Are you speaking from experience when you say it is not hard? Could you elaborate on what databases your are currently running on Kubernetes and how they are configured? Also are these production?

If I know number 1 and number 2 does that mean that I automatically understand all of the of the potential failure modes I might experience from combining 1 and 2? I certainly wouldn't think so.

smarterclayton · on Feb 19, 2017

I'm one of the engineers on OpenShift, and there have been different production databases (sql and nosql alike) running on OpenShift in very large companies for almost 2 years now, as well as many databases in staging and test configurations.

Your point about 1/2 is fair, I was trying to convey that Kube follows certain rules w.r.t. process termination, storage, and safety that can be relied on when you internalize them. What's lacking today is the single doc that walks people through the tradeoffs and is easily approachable (although the stateful set docs do a pretty good job of it). In addition, we've made increasing effort at ensuring that behavior is predictable (why StatefulSets exist, and the changes in 1.5 to ensure terminating pods remain even if the node goes down).

Storage continues to be the most important part of stateful apps in general. On AWS/gce/azure you get safe semantics for fencing storage (as long as you don't bend the rules). On metal you'll need a lot more care - the variety of NAS storage comes with lots of tradeoffs, and safe use assumes a level of sophistication that I wouldn't expect unless folks have made an investment in storage infrastructure. I expect that to continue to improve, with things like Ceph and Glusters direct integration, VMWare storage, and NetApp / other serious NFS integration.

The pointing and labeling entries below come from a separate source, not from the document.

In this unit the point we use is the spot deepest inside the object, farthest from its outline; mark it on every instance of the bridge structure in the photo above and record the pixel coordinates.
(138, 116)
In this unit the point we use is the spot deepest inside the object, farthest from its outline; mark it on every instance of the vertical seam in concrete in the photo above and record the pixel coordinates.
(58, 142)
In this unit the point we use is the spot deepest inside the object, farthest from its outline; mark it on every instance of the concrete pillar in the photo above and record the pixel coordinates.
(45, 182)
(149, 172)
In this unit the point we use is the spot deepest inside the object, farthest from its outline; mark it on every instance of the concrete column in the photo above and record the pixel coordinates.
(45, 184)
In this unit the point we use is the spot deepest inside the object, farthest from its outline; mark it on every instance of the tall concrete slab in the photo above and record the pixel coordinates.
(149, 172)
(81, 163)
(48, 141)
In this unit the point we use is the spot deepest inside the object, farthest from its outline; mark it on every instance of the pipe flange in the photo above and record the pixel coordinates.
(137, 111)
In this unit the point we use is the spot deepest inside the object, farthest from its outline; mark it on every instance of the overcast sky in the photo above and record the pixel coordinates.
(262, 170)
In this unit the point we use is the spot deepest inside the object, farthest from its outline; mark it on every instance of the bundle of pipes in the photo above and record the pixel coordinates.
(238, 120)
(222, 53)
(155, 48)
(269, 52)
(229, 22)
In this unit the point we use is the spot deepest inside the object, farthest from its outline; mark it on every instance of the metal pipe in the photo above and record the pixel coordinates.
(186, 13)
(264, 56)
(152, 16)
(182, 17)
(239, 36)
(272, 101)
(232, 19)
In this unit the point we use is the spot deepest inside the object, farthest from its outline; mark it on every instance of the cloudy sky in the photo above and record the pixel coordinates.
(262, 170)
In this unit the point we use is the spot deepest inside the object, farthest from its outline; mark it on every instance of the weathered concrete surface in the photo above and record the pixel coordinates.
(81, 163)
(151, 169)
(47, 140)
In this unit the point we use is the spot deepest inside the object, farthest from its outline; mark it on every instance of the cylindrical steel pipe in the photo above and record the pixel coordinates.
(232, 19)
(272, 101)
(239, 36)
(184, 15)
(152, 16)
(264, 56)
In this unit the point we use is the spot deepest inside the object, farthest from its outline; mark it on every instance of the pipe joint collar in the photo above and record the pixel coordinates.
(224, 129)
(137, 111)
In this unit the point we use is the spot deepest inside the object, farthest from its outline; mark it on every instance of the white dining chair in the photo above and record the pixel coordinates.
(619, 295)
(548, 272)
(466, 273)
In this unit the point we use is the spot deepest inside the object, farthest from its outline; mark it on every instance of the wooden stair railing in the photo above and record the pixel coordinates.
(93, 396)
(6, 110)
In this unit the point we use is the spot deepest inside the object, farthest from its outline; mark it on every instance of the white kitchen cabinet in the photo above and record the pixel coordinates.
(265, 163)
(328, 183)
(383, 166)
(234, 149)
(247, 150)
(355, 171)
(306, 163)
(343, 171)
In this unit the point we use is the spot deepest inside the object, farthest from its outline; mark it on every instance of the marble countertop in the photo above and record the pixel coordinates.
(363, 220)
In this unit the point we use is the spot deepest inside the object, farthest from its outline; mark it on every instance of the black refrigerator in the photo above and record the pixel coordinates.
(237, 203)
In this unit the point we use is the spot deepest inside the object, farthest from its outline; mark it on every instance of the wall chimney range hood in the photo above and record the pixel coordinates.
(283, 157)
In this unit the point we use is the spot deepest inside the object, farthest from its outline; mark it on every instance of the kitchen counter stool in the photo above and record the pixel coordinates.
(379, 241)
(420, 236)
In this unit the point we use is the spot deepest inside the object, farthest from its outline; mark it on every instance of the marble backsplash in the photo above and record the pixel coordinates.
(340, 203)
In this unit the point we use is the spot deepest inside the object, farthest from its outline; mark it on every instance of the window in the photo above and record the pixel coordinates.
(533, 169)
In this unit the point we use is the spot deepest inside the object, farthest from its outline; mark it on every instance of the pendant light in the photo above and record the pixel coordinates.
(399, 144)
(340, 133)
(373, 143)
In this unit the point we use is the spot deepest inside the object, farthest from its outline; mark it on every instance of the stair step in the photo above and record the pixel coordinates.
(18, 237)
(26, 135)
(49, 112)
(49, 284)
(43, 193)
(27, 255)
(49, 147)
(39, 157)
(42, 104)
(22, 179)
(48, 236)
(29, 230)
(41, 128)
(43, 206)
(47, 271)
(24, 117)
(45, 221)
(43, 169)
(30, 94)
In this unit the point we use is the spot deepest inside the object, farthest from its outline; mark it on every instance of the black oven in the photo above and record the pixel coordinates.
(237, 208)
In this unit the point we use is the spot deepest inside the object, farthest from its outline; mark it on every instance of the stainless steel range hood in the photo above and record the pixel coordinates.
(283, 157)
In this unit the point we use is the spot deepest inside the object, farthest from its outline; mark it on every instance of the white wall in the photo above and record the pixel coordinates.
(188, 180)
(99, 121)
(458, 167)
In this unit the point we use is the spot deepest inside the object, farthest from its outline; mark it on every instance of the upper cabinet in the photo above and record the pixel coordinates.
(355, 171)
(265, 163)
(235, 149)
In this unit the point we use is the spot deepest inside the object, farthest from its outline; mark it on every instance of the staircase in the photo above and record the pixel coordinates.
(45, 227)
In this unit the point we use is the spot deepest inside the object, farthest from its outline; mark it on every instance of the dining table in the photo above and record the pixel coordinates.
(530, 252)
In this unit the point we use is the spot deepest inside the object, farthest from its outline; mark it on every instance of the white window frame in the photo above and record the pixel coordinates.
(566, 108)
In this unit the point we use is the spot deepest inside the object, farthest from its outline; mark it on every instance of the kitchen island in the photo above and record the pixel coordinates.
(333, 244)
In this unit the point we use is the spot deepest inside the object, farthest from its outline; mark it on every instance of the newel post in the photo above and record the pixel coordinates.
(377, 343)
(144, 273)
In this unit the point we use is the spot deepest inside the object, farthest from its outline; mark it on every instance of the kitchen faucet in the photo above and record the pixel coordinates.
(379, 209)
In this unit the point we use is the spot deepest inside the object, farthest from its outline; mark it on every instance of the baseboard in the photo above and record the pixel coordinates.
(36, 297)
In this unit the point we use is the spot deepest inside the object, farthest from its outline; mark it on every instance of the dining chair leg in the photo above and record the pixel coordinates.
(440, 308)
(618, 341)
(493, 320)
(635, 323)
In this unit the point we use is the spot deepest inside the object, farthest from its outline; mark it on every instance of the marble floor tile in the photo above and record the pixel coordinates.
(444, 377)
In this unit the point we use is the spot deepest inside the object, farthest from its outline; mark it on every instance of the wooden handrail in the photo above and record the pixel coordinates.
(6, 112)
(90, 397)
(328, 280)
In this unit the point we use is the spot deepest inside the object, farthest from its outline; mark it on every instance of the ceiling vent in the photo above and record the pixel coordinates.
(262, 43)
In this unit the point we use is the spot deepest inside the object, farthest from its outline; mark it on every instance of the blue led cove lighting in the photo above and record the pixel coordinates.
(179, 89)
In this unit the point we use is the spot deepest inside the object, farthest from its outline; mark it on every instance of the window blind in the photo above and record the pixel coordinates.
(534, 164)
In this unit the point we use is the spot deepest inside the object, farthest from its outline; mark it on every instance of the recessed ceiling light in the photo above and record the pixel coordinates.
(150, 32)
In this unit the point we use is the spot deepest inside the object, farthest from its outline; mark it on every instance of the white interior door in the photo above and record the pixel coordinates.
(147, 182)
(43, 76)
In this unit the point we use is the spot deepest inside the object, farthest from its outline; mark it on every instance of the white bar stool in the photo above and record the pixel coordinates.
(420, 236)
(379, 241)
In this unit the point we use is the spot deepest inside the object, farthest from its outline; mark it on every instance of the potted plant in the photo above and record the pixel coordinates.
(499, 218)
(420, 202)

And it's always possible to treat nodes like pets on the cloud and leverage their local storage if you have good backups - at scale that can be fairly effective, but when doing one-off DBs using RDS and Aurora and others is hard to beat.

bogomipz · on Feb 20, 2017

I am not very clear on the differences between running Kubernetes via OpenShift vs metal or a cloud provider. I even just looked at the RH page and it still wasn't that clear to me. Can you elaborate? Is there a different story for stateful things like running datastores on K8+OopenShift?